Dicen los políticos y los falsos profetas de la moral de lo privado frente a lo público: «Hagamos pedagogía». Y entienden por pedagogía la intoxicación lenta pero letal de las masas con dogmas sobre la superioridad vital de las minorías sobre la masa ingente a la que se priva de una formación crítica eficaz, cuando no se califica a esa posible formación como un vehículo de terrorismo anarquista ¿Por qué no hay una pedagogía de lo público que estudie cómo se forma la riqueza, cómo se produce el mercado, cómo el dinero se transforma de símbolo en mercancía? ¿Tan imposible es que esa pedagogía se instale en las aulas para abrir con llave segura el futuro necesario? ¿Por qué a los teóricos de lo público se les impide formar a la ciudadanía -y formar equivale a poder hacerlo eficazmente- como cuerpo colectivo compuesto por individuos que funcionaran correctamente al estar engastados en un paisaje de propiedad común de lo esencial? Dicen que hay libertad de cátedra y de información para protagonizar esta enseñanza ¡Cínica proclama! El mundo está poblado de cabezas sometidas al aislamiento, de desdén a quienes exponen serena y noblemente tales doctrinas sobre el colectivismo fundamental, de gentes a quienes los servicios secretos tienden cepos por doquier, de peligros físicos para quien hace de la invitación el colectivismo el eje de sus reflexiones. Son tenidos los tales por locos, por cabezas descordadas, por seres absurdos a los que hay que eliminar en nombre de la salud pública ¿O no es así? Repasamos la nómina de los grandes ignorados. Rocemos simplemente el ala de la mariposa envenenada del sistema y surgirá como por ensalmo el guardián de la ortodoxia.

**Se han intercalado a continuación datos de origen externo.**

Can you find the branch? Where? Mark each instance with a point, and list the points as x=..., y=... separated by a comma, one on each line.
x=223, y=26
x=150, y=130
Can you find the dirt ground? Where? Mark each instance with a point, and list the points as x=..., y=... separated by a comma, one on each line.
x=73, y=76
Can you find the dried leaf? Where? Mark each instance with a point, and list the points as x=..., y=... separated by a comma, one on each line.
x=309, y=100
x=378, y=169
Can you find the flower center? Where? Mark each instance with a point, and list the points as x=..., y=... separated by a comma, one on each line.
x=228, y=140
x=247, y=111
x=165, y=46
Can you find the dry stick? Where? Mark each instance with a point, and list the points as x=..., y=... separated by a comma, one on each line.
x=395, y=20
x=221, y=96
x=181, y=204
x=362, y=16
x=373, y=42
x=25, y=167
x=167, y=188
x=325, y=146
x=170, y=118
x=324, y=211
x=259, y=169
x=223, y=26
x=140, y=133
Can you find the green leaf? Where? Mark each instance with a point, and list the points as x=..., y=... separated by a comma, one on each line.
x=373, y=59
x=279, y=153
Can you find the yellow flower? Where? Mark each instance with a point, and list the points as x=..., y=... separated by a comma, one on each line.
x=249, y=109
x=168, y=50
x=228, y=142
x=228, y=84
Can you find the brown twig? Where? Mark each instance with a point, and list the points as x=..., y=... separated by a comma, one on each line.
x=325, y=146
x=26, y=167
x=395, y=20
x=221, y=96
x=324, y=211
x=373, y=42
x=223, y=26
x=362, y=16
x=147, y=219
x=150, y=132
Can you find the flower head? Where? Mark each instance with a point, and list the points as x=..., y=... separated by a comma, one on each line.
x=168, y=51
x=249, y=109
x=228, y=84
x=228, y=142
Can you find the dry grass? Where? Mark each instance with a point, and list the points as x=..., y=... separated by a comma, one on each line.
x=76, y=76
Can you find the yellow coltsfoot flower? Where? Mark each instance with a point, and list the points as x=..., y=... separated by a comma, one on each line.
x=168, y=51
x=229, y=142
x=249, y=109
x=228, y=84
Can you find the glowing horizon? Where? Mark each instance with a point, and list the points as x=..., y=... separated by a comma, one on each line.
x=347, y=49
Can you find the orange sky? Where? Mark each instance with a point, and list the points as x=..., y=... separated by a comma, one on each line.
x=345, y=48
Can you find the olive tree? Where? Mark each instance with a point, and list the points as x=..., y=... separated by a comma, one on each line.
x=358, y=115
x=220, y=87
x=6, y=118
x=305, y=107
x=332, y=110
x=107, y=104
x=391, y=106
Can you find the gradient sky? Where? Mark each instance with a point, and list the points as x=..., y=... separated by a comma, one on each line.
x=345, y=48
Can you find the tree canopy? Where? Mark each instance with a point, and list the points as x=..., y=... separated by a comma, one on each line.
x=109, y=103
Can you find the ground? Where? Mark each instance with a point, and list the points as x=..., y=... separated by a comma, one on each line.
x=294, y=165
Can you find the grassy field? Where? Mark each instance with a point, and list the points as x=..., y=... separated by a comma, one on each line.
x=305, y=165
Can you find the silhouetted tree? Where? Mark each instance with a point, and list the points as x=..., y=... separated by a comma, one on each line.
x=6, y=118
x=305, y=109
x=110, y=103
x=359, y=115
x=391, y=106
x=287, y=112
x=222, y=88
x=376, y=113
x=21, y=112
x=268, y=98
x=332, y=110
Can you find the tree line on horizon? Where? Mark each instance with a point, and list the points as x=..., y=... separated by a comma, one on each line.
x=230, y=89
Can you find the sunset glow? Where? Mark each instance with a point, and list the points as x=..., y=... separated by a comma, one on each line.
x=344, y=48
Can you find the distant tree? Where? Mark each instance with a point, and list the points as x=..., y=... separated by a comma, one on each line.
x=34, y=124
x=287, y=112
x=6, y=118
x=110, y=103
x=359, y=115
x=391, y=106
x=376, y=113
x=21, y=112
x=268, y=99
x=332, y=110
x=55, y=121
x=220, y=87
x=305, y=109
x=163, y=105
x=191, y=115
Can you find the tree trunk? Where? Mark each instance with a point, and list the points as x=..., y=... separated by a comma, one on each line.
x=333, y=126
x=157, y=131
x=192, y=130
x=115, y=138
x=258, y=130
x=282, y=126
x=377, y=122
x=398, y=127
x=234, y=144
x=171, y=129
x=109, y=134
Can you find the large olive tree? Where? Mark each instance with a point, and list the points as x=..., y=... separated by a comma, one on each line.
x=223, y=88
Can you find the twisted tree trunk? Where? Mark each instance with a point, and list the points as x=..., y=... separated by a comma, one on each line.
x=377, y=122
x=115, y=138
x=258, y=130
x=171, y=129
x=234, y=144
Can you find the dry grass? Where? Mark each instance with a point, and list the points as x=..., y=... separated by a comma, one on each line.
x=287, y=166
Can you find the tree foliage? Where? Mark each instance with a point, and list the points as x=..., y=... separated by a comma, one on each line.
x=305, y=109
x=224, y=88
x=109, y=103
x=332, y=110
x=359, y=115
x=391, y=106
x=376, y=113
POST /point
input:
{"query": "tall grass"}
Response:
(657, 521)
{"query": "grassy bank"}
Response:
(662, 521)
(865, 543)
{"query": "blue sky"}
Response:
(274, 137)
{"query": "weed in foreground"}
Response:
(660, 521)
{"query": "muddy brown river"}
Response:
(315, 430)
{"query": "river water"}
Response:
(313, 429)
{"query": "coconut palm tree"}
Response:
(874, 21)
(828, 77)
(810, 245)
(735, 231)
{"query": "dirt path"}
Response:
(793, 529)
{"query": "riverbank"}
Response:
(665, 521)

Las privatizaciones que ahora repuntan ni siquiera tratan de crear un mundo de nuevo poder, con inéditos esplendores, sino que intentan simplemente proteger el mundo del poder que se tambalea. Son estas privatizaciones, como hemos apuntado, una acción de vampirismo sobre lo que queda en pie, obra de generaciones ciudadanas que trabajaron colectivamente, les gustara o no, les doliera o no, para alzar todas esas fuentes de riqueza social que amamantó el Estado y que ahora pierde con una simple ley de demócratas de Congreso y candado. Son privatizaciones de sostenimiento de lo que está arruinándose con ruido y espanto; privatizaciones que se sueltan en coto cerrado para remedio de cazadores furtivos.

Y muchos ciudadanos regresan desde la libertad intentada en los últimos cien años, teñida por la sangre de tantos seres honrados que pensaron en lo colectivo como su hogar posible, para encerrarse ahora mansamente en el corralito donde racionan el pienso como la última posibilidad de supervivencia. Ciudadanos incapaces de socorrer a sus conciudadanos. Ciudadanos que saltan sobre el cuerpo que se desangra -como en la famosa fotografía neoyorquina- para no verse implicados gravemente en responsabilidades que asfixian al insumiso. A la vez todo esto es triste, pero todo esto es real. Todo esto es absurdo, pero todo esto es cotidiano. Todo esto es razonable, pero también criminal. Hay que nacionalizar lo que queda como compost de un tiempo más sensato. No hay otra cosecha porque no quedan manos para la cosecha nueva. Pero queda la piel de los que vagan por el barbecho.